As spring approaches, don't be a victim of home repair and contractor fraud. Reduce the risk of being scammed by making yourself aware of the following red flags:
1. Contractors who appear at your doorstep: If someone knocks at your door to ask you if you need their services, or offer to give you a consultation, it is okay to simply take their business card, listen to what they have to say, and shut the door. One thing you should do is research their company online to see if it is legitimate. Often times, there are people who will take your money and run.

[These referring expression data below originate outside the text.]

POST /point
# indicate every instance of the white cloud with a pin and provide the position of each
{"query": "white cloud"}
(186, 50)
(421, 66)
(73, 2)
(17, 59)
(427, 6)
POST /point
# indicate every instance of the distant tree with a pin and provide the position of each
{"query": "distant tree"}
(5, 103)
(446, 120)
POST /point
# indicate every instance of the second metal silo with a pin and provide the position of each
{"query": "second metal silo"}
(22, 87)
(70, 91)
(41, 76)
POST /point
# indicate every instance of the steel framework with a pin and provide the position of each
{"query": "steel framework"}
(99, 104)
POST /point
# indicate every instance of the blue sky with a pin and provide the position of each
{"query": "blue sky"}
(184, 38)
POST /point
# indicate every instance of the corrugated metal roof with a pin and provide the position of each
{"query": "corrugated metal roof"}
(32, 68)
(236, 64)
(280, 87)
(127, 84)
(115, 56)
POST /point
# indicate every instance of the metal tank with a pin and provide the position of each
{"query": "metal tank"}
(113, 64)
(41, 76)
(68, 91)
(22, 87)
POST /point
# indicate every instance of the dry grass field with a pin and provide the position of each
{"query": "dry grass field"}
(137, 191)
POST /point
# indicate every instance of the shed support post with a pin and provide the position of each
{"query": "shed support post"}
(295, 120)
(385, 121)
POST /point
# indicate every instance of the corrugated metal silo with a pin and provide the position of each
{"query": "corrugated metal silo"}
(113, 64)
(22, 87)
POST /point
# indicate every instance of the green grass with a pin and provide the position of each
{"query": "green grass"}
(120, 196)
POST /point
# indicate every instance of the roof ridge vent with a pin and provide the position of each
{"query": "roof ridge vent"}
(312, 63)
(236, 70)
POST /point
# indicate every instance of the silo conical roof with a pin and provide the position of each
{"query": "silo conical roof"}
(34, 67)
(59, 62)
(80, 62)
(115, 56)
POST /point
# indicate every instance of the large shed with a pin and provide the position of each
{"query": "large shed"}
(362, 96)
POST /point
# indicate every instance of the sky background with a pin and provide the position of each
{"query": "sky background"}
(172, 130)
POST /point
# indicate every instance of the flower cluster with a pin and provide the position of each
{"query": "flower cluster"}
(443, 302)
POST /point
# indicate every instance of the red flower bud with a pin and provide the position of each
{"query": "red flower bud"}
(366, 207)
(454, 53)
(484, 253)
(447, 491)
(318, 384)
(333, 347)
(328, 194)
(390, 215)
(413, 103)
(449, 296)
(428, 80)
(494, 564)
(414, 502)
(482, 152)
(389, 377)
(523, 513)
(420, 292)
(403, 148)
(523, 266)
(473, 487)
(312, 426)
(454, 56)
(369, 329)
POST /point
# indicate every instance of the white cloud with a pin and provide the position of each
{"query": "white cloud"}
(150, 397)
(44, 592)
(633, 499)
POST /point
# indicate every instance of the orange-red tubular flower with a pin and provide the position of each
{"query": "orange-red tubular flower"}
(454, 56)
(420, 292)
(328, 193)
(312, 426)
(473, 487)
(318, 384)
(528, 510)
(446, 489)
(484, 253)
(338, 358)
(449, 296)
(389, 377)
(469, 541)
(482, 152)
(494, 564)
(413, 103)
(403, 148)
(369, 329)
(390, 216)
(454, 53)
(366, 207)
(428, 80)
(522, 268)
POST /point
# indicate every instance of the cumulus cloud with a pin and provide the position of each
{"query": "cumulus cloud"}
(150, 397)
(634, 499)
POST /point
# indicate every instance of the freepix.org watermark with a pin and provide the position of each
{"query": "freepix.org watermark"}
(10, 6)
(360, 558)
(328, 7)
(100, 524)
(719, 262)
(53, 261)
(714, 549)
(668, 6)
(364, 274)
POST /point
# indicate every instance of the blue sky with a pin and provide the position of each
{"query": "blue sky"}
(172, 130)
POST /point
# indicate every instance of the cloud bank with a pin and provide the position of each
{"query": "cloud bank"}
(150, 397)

2. Your contractor is pressuring you: If you feel extremely pressured to make a decision because your contractor is pushing you to sign the agreement based on a "special deal" or "today only" offer, it may be in your best interest to decline the offer. AOB (Assignment of Benefit) fraud is also very common and some contractors who require an AOB are known for their high-pressure tactics. Signing an Assignment of Benefits form transfers the rights of the policyholder to the contractor. Some unscrupulous contractors inflate the cost of repairs and commit insurance fraud when they bill the insurance companies for unwarranted expenses, leaving the insured to pay for out-of-pocket costs to finish the repairs.
3. Someone tells you there is a problem in your home: If the contractor tells you there is a problem in your home you either never noticed before or never heard of, and offer to fix the problem, get a second opinion with your current contractor or with a reputable company before you make any major decisions.
4. No identification or permit: Your contractor should either be wearing a company shirt or have a business card and city permit. If he/she lacks identification, it will be harder for you to track them down if something goes wrong, or you could be getting set up for fraud.
Disasters can occur at any time, leaving your home in a state of disrepair. In times of crisis, many lend a hand to help, and sometimes those people are crooked contractors looking to scam you out of your hard-earned money. "Contract" with contractors in a safe way; make sure you always ask to see their license, ask for references from previous jobs, and never pay your contractor in cash.